By Catherine Campanella
Left to my own devices, I likely would never have introduced research on the World Wide Web to students below the seventh grade. As a tech coordinator, I knew that even older kids could easily be overwhelmed by the sheer number of results returned in a search. I knew that a mistyped URL could lead to confusion and that youngsters could get lost trying to navigate even the best educational Web sites. And I knew, from myriad horror stories, that filters sometimes fail to block inappropriate content. Nonetheless, state funding stipulations left me no choice: my fourth graders had to use the Internet.
Necessity led me to create my own Web site as a means to foster on-line research skills. "The Day I Was Born" (www.schoollife..net/schools/dayborn) is designed to help students find interesting details and report about what was going on in the world on the day of their birth-including news events, popular songs and TV shows, even the cost of pizza. Suitable for grades 4 and up, the site provides links to such relevant sources as The New York Times Learning Network, The History Channel On-line, and NASA, and gives step-by-step instructions on how to retrieve information. Students can also discover such fun facts as how many days old they are, the famous people who share their birthday, the meaning of their first name, and lots more.

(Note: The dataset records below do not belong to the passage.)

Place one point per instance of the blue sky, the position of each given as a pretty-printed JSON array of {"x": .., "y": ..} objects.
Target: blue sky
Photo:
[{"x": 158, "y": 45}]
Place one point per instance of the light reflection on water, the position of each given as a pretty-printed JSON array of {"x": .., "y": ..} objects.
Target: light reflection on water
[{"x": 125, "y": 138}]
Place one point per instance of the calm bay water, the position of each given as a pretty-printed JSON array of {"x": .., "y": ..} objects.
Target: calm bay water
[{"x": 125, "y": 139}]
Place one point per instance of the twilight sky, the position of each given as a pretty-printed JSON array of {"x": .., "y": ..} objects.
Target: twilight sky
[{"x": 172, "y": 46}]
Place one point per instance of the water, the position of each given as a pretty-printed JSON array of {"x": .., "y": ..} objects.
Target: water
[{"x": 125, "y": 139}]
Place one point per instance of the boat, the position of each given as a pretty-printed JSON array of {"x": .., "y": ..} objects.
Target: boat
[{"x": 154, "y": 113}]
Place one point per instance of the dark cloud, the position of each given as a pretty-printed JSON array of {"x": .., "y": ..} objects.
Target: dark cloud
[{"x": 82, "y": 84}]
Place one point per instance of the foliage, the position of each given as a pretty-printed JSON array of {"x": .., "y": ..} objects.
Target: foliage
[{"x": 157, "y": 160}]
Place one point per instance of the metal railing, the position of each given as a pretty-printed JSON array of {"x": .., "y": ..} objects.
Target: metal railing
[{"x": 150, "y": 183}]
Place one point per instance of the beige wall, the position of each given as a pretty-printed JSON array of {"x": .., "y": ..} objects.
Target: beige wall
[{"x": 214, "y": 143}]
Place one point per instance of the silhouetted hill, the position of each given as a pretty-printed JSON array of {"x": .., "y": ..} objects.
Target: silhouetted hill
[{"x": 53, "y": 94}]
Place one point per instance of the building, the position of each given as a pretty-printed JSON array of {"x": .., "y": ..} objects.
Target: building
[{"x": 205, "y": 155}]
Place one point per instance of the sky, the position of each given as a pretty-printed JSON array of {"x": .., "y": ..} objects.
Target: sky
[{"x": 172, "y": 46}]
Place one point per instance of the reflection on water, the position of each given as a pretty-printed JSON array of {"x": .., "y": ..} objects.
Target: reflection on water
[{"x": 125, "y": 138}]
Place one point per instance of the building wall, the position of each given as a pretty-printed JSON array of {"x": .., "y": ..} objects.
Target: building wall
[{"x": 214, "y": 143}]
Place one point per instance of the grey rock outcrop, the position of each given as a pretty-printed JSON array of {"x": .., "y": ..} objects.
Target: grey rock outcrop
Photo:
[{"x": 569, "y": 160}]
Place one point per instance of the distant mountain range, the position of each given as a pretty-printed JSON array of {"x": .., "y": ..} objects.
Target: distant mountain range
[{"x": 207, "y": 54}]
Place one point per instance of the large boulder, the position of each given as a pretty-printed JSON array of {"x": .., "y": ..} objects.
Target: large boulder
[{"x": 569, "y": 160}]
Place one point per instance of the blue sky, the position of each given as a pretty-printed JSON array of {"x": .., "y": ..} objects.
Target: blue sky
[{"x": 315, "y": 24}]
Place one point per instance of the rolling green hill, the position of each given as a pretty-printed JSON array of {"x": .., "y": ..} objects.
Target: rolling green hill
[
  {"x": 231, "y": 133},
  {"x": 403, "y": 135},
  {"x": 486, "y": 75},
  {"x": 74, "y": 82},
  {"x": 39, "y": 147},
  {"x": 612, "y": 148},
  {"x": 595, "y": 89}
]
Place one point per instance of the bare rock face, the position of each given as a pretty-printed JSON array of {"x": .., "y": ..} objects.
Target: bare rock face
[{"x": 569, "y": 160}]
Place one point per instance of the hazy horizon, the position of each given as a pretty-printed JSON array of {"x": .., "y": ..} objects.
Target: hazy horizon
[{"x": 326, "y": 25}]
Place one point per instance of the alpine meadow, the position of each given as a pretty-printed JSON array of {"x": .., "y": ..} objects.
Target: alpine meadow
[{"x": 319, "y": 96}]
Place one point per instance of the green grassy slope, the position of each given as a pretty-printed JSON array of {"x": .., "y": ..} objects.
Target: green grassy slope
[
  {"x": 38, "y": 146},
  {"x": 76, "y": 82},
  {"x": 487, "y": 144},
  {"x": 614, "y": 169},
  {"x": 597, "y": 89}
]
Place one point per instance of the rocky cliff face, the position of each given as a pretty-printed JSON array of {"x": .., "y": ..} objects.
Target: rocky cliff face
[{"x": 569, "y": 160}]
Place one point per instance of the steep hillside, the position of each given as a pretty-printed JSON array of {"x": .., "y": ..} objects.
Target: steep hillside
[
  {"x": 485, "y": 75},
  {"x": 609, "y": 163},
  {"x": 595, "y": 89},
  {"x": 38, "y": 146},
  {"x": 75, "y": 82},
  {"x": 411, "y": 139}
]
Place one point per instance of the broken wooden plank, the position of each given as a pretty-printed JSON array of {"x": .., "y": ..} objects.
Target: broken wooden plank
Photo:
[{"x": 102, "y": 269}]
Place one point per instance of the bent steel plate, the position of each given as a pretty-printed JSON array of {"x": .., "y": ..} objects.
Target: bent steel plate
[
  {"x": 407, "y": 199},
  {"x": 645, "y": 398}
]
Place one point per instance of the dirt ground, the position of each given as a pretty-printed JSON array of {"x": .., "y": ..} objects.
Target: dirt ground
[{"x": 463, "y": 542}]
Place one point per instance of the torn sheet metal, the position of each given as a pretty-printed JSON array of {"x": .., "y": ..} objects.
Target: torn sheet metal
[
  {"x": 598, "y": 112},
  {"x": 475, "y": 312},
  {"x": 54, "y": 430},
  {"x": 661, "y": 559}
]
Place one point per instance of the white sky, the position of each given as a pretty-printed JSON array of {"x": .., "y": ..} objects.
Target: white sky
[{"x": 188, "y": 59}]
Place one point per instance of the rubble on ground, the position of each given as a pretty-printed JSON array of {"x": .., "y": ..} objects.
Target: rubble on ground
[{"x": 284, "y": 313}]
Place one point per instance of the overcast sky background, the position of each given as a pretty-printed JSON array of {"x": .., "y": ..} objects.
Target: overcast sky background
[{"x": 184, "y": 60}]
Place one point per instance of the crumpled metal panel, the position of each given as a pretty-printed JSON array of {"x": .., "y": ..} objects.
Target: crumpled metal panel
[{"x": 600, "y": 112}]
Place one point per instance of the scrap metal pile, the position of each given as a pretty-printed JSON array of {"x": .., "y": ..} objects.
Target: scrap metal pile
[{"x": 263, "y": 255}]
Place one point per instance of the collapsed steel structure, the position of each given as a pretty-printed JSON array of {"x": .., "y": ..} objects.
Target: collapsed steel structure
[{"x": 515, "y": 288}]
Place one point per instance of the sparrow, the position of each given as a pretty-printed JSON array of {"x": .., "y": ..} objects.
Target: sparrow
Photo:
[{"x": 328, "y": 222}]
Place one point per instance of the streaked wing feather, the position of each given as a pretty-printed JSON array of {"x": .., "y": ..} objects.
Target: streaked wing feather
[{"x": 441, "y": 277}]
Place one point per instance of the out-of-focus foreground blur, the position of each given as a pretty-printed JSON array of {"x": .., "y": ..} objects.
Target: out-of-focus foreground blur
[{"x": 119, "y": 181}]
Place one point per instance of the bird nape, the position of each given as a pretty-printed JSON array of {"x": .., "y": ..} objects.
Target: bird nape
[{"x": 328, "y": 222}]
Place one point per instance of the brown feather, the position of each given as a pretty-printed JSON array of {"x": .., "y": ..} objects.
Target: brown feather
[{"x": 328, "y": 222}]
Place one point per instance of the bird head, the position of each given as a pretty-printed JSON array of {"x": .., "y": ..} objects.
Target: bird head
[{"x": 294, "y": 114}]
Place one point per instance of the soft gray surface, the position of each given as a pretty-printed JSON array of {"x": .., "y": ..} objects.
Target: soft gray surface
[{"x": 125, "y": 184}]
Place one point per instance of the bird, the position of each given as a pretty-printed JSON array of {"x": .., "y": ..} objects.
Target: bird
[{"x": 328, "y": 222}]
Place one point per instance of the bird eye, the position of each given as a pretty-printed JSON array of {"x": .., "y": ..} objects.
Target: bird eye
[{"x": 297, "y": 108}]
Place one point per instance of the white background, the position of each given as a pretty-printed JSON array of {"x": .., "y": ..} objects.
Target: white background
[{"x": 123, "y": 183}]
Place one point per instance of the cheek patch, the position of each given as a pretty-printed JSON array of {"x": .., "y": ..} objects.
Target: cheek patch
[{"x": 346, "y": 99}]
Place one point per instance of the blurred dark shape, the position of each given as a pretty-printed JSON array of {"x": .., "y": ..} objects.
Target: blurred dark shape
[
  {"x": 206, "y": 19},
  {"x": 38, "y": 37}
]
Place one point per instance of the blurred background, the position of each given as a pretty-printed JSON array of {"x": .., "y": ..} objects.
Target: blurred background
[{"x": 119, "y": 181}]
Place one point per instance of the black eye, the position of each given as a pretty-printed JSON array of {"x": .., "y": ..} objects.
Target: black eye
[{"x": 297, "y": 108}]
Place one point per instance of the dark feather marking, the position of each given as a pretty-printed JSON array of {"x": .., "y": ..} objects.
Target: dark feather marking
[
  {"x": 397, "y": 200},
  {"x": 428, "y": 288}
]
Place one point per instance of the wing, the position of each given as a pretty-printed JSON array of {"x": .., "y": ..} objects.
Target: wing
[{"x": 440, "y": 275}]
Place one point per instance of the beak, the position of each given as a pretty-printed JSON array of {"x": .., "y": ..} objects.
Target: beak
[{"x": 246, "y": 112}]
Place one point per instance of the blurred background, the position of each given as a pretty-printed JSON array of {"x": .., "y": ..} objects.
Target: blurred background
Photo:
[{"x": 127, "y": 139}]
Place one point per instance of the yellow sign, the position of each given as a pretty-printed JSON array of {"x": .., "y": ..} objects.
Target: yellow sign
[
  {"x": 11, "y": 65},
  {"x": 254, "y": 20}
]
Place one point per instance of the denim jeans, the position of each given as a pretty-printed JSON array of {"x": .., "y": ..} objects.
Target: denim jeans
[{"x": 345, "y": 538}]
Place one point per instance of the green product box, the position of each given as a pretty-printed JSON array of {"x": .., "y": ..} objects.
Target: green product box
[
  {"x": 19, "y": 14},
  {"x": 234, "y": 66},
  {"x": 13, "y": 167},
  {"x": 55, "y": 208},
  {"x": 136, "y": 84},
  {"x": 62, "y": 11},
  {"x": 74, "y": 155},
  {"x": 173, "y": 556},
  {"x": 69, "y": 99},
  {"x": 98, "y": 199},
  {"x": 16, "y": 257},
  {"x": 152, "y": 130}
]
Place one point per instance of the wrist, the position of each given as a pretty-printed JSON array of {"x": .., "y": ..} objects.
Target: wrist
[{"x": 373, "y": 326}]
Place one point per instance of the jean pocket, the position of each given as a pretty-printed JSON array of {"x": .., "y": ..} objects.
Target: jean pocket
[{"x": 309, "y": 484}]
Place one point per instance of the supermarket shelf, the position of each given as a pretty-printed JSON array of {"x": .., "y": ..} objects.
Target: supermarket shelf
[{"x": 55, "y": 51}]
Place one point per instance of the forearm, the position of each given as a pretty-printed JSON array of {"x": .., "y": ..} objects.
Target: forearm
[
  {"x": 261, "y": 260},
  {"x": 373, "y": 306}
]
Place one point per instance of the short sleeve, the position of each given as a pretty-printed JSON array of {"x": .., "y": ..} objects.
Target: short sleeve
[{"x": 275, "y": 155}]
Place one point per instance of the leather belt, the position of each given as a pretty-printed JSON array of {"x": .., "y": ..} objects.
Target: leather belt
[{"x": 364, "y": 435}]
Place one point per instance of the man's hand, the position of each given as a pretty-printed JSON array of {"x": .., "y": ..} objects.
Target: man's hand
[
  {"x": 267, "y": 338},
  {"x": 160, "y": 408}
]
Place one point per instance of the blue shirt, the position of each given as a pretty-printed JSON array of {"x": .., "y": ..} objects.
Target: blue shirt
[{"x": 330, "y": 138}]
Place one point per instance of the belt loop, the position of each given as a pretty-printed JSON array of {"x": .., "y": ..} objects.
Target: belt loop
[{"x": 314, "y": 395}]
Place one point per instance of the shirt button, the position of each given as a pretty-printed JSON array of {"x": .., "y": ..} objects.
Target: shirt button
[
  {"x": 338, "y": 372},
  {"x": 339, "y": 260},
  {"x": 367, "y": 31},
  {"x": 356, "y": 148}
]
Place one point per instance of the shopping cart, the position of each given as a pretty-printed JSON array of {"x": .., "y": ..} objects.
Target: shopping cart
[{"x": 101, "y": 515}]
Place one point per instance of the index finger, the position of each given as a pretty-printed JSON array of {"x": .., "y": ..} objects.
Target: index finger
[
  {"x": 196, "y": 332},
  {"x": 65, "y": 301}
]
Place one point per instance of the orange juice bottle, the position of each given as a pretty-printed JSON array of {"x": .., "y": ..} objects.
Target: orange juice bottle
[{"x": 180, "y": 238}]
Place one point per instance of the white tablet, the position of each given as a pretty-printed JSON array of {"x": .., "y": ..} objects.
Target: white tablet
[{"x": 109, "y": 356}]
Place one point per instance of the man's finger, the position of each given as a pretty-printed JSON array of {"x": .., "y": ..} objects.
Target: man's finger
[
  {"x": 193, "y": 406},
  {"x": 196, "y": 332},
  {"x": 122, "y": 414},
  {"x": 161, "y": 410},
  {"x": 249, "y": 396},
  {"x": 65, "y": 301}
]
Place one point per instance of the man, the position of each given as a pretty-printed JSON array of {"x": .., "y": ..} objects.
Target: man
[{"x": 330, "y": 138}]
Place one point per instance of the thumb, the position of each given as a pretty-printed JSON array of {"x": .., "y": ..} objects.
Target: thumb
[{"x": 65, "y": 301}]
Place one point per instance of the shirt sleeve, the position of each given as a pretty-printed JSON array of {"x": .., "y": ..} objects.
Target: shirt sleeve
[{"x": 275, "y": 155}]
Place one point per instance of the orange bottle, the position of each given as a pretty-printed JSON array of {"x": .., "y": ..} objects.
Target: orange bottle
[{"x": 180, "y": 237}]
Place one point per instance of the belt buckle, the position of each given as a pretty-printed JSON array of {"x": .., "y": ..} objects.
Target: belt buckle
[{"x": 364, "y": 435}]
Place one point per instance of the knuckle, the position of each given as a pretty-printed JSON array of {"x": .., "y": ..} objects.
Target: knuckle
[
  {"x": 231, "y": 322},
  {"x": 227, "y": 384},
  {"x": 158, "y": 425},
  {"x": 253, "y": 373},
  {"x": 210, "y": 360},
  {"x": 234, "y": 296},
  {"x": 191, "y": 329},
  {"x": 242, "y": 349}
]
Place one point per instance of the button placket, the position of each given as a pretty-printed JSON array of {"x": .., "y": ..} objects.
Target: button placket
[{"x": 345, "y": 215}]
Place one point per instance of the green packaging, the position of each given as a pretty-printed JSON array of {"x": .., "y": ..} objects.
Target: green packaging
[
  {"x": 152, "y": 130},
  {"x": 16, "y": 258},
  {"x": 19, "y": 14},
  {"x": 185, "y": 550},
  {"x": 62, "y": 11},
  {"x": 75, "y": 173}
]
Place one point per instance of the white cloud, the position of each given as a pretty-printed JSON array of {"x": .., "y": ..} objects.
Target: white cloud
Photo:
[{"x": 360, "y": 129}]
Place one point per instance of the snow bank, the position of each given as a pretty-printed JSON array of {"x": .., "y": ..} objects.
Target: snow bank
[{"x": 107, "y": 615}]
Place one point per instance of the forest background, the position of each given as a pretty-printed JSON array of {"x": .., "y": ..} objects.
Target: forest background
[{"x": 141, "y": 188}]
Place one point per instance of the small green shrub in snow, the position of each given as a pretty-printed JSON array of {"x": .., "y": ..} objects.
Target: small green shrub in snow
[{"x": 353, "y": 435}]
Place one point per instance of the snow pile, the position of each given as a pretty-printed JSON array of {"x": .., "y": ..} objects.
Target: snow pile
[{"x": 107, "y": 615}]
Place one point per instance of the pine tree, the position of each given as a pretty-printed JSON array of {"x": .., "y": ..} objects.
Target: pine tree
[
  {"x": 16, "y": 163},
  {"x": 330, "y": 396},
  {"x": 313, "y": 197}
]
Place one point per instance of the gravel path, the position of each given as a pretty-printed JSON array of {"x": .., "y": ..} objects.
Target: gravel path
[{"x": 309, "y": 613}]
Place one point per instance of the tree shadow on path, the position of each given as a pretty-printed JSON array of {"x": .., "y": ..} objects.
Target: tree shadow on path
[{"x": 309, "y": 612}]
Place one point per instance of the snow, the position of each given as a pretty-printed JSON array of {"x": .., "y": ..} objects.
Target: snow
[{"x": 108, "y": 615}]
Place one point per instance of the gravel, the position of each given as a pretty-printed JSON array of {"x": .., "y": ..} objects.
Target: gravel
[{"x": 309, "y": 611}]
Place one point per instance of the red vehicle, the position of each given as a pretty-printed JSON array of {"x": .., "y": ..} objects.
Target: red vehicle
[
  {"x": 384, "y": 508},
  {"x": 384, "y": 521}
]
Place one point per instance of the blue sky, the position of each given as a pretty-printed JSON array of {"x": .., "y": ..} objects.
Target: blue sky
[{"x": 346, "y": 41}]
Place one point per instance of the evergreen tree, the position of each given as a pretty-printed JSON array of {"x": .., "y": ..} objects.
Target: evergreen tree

The Day I Was Born borrows components from the Webquest model developed in 1995 by Professor Bernie Dodge, a specialist in Educational Technology at San Diego State University (see http://edweb.sdsu.edu/webquest/necc98.htm). A major difference on my site is the addition of specific instructions for how to use each link, directing students to the exact location of the data they need. To build the site, I took advantage of an offering of SchoolLife.net: free Web sites for teachers complete with an editing tool (CPS) that requires no programming skills. Even a novice can have a site up and running in minutes.
Although the project was, from the outset, a success in my own classroom, it really took off when I submitted it to the Global School House Projects Registry (www.gns.org/pr/index.cfm), a searchable database currently including 452 on-line collaborative projects spanning all areas of the curriculum. Through the registry, The Day I Was Born is now being used by students all over the world who contribute their favorite facts about their birthdays. The results can be translated into 15 languages, from Czech to Welsh, in one grand student-researched, ever-growing, on-line history book. While it is not necessary to join the project to teach with the site in your classroom, we extend a warm invitation to all.
Catherine Campanella is the technology coordinator at St. Philip Neri School, in Metairie, LA.